Modern Embedded Systems Programming: Beyond the RTOS
An RTOS (Real-Time Operating System) is the most universally accepted way of designing and implementing embedded software. It is the most sought after component of any system that outgrows the venerable "superloop". But it is also the design strategy that implies a certain programming paradigm, which leads to particularly brittle designs that often work only by chance. I'm talking about sequential programming based on blocking.
Blocking occurs any time you wait explicitly in-line for something to happen. All RTOSes provide an assortment of blocking mechanisms, such as time-delays, semaphores, event-flags, mailboxes, message queues, and so on. Every RTOS task, structured as an endless loop, must use at least one such blocking mechanism, or else it will take all the CPU cycles. Typically, however, tasks block not in just one place in the endless loop, but in many places scattered throughout various functions called from the task routine. For example, in one part of the loop a task can block and wait for a semaphore that indicates the end of an ADC conversion. In other part of the loop, the same task might wait for an event flag indicating a button press, and so on.

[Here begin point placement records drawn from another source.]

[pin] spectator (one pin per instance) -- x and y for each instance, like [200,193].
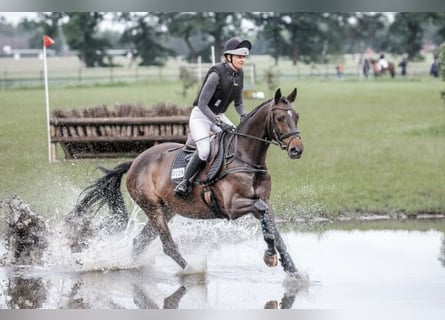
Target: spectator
[366,68]
[403,64]
[434,71]
[339,69]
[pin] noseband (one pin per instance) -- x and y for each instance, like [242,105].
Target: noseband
[277,136]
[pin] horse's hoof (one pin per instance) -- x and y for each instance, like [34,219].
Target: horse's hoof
[270,260]
[273,304]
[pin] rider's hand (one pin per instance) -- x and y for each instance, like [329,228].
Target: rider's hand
[226,127]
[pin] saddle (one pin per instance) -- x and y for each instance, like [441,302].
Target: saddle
[209,174]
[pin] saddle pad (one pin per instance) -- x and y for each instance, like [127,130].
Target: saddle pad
[178,166]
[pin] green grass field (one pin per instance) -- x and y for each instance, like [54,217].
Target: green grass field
[371,146]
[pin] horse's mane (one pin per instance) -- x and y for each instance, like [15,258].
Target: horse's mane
[251,113]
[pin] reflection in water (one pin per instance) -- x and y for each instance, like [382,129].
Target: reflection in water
[33,292]
[25,293]
[360,268]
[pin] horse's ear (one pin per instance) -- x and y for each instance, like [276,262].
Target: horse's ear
[291,97]
[277,95]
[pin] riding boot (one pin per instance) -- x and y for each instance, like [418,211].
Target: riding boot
[184,188]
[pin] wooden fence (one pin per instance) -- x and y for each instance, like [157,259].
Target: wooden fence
[114,137]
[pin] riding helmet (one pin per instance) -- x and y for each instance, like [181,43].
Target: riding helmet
[237,47]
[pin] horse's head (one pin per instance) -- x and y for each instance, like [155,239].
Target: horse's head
[283,124]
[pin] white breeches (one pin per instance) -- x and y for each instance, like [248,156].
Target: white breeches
[200,129]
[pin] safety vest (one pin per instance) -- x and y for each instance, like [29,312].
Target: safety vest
[229,87]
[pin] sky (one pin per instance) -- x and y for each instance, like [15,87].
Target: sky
[15,17]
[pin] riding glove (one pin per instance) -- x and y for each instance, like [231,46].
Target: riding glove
[226,127]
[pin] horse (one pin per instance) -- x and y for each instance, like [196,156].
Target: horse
[240,186]
[378,71]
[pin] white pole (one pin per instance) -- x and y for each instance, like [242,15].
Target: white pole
[45,71]
[199,68]
[213,55]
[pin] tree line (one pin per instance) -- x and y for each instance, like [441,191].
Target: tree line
[306,37]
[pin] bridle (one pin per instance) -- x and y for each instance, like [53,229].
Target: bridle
[277,137]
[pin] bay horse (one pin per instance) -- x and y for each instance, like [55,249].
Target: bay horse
[378,71]
[242,186]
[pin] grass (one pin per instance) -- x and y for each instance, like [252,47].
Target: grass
[371,146]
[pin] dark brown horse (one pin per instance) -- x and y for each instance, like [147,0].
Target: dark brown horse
[242,186]
[378,71]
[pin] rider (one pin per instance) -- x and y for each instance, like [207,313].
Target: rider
[222,85]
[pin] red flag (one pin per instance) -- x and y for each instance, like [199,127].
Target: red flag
[47,41]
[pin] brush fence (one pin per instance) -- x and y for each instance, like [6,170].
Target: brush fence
[114,137]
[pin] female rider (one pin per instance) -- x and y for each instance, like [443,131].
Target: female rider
[222,85]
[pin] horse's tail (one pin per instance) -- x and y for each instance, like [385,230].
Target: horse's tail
[106,190]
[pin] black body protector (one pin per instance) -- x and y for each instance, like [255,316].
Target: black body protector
[229,87]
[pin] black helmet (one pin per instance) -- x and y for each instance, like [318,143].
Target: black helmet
[237,47]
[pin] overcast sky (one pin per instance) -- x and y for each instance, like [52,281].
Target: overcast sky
[15,17]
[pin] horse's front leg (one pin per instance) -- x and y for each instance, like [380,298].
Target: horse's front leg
[273,240]
[268,229]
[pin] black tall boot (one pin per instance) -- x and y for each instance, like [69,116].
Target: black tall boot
[184,188]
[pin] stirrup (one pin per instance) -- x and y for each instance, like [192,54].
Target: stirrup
[183,189]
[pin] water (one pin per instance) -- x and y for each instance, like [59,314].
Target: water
[372,268]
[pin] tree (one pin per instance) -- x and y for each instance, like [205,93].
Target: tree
[271,26]
[214,28]
[144,34]
[81,33]
[405,34]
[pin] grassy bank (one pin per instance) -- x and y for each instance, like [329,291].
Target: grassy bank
[370,146]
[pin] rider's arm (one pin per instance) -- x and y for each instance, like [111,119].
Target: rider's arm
[239,105]
[208,89]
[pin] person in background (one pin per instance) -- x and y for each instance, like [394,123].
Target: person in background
[403,64]
[339,69]
[434,71]
[383,64]
[222,85]
[366,68]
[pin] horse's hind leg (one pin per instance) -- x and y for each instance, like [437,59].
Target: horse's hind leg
[147,235]
[169,246]
[274,240]
[158,225]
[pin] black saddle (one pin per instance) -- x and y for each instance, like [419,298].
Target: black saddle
[211,171]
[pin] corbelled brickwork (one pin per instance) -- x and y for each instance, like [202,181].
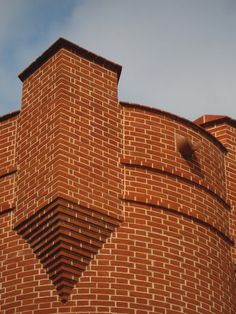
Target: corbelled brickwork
[112,207]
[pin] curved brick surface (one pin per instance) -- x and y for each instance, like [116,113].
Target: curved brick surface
[101,211]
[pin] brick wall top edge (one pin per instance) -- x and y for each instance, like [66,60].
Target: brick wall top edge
[188,123]
[9,115]
[64,43]
[204,123]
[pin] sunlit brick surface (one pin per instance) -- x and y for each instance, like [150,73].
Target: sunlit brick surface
[100,212]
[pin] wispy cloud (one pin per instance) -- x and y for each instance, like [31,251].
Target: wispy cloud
[176,55]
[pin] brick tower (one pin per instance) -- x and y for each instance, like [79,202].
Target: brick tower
[112,207]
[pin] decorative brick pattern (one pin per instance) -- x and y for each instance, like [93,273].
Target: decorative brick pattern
[100,209]
[65,237]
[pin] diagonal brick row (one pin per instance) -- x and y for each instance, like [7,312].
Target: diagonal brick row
[65,237]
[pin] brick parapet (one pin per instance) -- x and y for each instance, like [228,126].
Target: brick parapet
[106,214]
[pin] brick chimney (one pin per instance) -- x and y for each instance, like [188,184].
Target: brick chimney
[69,144]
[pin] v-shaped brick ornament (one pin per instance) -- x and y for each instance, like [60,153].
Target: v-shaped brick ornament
[65,237]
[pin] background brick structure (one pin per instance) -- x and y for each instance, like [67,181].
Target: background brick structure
[100,209]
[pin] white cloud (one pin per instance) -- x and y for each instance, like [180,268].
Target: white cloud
[176,55]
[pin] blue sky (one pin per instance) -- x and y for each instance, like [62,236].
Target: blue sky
[177,55]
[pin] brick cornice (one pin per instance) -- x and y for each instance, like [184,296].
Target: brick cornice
[66,44]
[184,121]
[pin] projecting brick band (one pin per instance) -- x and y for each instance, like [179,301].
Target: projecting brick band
[112,207]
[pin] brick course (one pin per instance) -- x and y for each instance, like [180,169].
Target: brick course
[99,211]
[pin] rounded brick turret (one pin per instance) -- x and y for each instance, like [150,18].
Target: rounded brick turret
[108,206]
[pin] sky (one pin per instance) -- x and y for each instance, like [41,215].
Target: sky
[176,55]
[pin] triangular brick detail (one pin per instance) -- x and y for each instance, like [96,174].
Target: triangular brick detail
[65,237]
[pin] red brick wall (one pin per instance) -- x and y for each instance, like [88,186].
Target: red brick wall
[225,131]
[104,214]
[8,128]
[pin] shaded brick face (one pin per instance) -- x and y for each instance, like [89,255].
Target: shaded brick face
[100,212]
[8,130]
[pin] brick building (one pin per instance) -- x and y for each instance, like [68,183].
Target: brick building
[112,207]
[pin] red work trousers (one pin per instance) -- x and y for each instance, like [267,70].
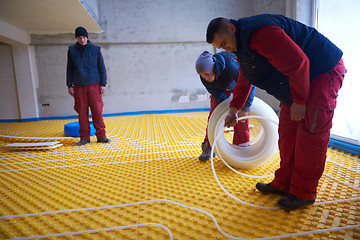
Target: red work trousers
[241,129]
[89,96]
[303,144]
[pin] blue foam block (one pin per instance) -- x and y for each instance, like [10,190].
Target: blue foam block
[72,129]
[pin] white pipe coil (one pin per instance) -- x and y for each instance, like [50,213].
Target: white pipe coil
[261,150]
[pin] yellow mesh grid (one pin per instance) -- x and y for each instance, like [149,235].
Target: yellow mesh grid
[149,184]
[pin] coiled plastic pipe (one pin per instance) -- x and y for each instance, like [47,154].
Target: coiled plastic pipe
[260,151]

This excessive blocking is evil, because it appears to work initially, but almost always degenerates into a unmanageable mess. The problem is that while a task is blocked, the task is not doing any other work and is not responsive to other events. Such a task cannot be easily extended to handle new events, not just because the system is unresponsive, but mostly due to the fact the the whole structure of the code past the blocking call is designed to handle only the event that it was explicitly waiting for.

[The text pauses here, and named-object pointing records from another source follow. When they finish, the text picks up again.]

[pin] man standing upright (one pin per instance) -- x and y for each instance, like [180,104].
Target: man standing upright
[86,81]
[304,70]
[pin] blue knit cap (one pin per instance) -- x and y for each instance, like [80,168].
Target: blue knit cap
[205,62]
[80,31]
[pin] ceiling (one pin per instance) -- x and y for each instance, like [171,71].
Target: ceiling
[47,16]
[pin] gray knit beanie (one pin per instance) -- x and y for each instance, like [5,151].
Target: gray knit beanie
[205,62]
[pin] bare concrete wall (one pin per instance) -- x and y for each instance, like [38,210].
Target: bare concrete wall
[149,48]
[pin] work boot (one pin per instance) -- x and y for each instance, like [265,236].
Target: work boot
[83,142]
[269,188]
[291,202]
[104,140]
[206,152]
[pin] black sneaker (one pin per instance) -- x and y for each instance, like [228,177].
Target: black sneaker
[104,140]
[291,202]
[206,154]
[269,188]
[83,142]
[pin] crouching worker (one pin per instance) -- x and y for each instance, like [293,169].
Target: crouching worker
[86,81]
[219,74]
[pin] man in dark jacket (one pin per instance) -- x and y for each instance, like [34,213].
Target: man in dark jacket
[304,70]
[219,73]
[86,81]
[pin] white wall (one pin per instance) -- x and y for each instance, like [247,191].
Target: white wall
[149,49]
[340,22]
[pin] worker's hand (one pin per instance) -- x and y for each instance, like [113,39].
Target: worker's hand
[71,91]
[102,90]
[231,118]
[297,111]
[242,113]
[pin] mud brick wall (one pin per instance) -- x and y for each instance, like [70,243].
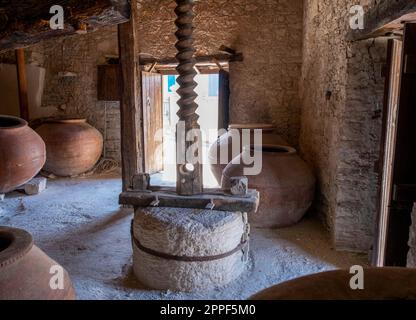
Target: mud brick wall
[342,95]
[264,88]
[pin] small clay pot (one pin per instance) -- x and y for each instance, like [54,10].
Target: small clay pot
[221,152]
[73,146]
[286,185]
[22,153]
[379,284]
[26,271]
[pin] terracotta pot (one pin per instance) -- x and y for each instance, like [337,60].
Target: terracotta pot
[286,185]
[22,153]
[73,146]
[224,145]
[25,270]
[379,283]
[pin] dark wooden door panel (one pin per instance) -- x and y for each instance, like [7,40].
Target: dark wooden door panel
[152,121]
[404,169]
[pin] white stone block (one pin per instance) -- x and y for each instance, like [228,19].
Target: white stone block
[188,233]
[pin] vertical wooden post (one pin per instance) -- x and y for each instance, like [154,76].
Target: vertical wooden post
[131,112]
[189,175]
[22,84]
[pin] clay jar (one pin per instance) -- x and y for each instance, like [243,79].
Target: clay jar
[73,146]
[26,271]
[286,185]
[22,153]
[226,143]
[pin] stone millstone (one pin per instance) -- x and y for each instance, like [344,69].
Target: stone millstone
[190,233]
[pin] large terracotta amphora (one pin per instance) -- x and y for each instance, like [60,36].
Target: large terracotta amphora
[22,153]
[286,185]
[231,144]
[73,146]
[27,273]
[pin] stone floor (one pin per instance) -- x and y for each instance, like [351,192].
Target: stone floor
[79,223]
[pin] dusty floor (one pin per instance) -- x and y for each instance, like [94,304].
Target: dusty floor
[79,223]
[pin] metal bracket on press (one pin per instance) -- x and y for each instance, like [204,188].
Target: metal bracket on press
[246,237]
[155,203]
[211,205]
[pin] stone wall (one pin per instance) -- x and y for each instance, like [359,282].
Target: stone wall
[411,257]
[342,95]
[77,95]
[264,88]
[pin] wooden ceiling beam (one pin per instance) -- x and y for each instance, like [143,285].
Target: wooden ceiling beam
[26,22]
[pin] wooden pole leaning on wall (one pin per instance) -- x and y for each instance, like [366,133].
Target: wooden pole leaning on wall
[189,175]
[131,112]
[22,84]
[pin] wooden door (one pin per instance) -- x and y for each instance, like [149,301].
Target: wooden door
[152,121]
[224,100]
[399,170]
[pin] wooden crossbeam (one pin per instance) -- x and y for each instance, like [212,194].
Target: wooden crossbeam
[214,201]
[26,22]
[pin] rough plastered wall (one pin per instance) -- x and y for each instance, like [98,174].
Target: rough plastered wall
[264,88]
[77,96]
[342,95]
[411,257]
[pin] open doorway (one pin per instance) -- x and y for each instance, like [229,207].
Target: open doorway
[164,173]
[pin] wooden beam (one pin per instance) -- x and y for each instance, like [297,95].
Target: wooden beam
[26,22]
[209,60]
[384,19]
[216,201]
[130,105]
[22,84]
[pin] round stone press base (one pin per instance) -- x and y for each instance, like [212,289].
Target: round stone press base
[188,249]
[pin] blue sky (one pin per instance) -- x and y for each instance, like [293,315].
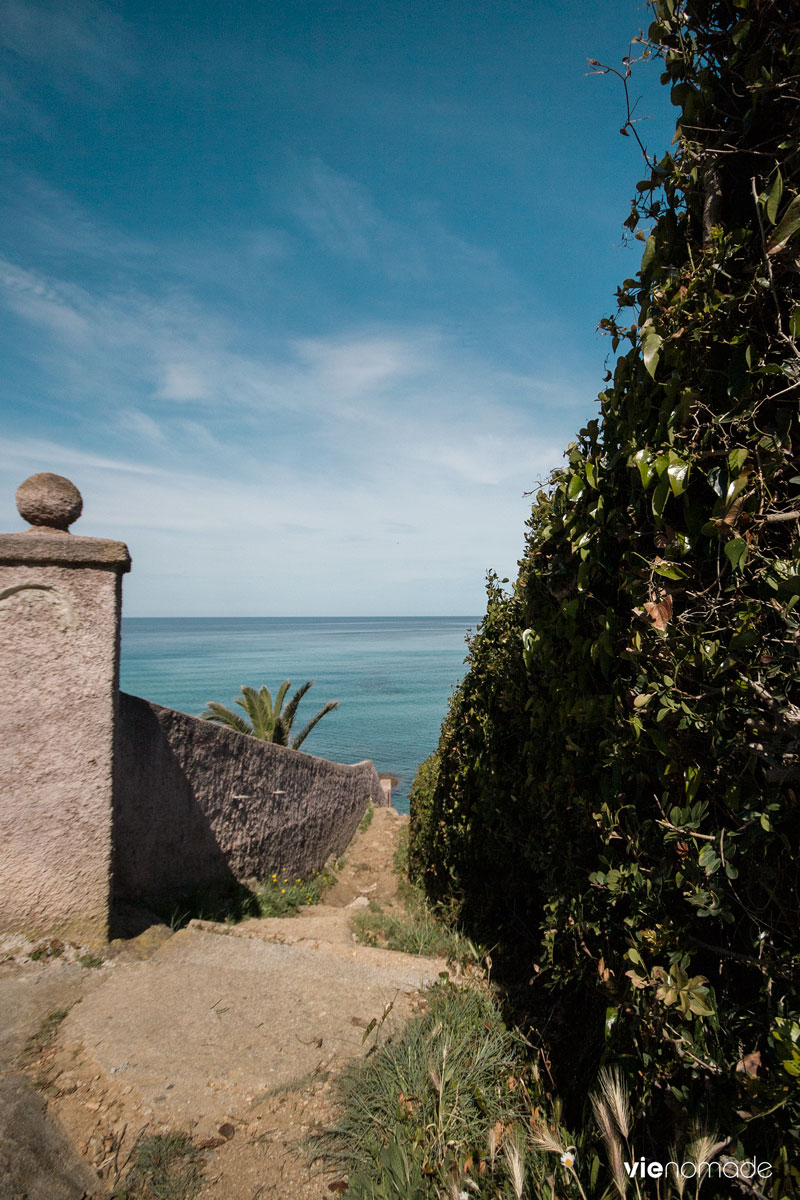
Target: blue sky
[302,294]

You might think that difficulty of adding new features (events and behaviors) to such designs is only important later, when the original software is maintained or reused for the next similar project. I disagree. Flexibility is vital from day one. Any application of nontrivial complexity is developed over time by gradually adding new events and behaviors. The inflexibility makes it exponentially harder to grow and elaborate an application, so the design quickly degenerates in the process known as architectural decay.
The mechanisms of architectural decay of RTOS-based applications are manifold, but perhaps the worst is the unnecessary proliferation of tasks. Designers, unable to add new events to unresponsive tasks are forced to create new tasks, regardless of coupling and cohesion. Often the new feature uses the same data and resources as an already existing feature (such features are called cohesive). But unresponsiveness forces you to add the new feature in a new task, which requires caution with sharing the common data. So mutexes and other such *blocking* mechanisms must be applied and the vicious cycle tightens. The designer ends up spending most of the time not on the feature at hand, but on managing subtle, intermittent, unintended side-effects.
For these reasons experienced software developers avoid blocking as much as possible. Instead, they use the Active Object design pattern. They structure their tasks in a particular way, as "message pumps", with just one blocking call at the top of the task loop, which waits generically for all events that can flow to this particular task. Then, after this blocking call the code checks which event actually arrived, and based on the type of the event the appropriate event handler is called. The pivotal point is that these event handlers are not allowed to block, but must quickly return to the "message pump". This is, of course, the event-driven paradigm applied on top of a traditional RTOS.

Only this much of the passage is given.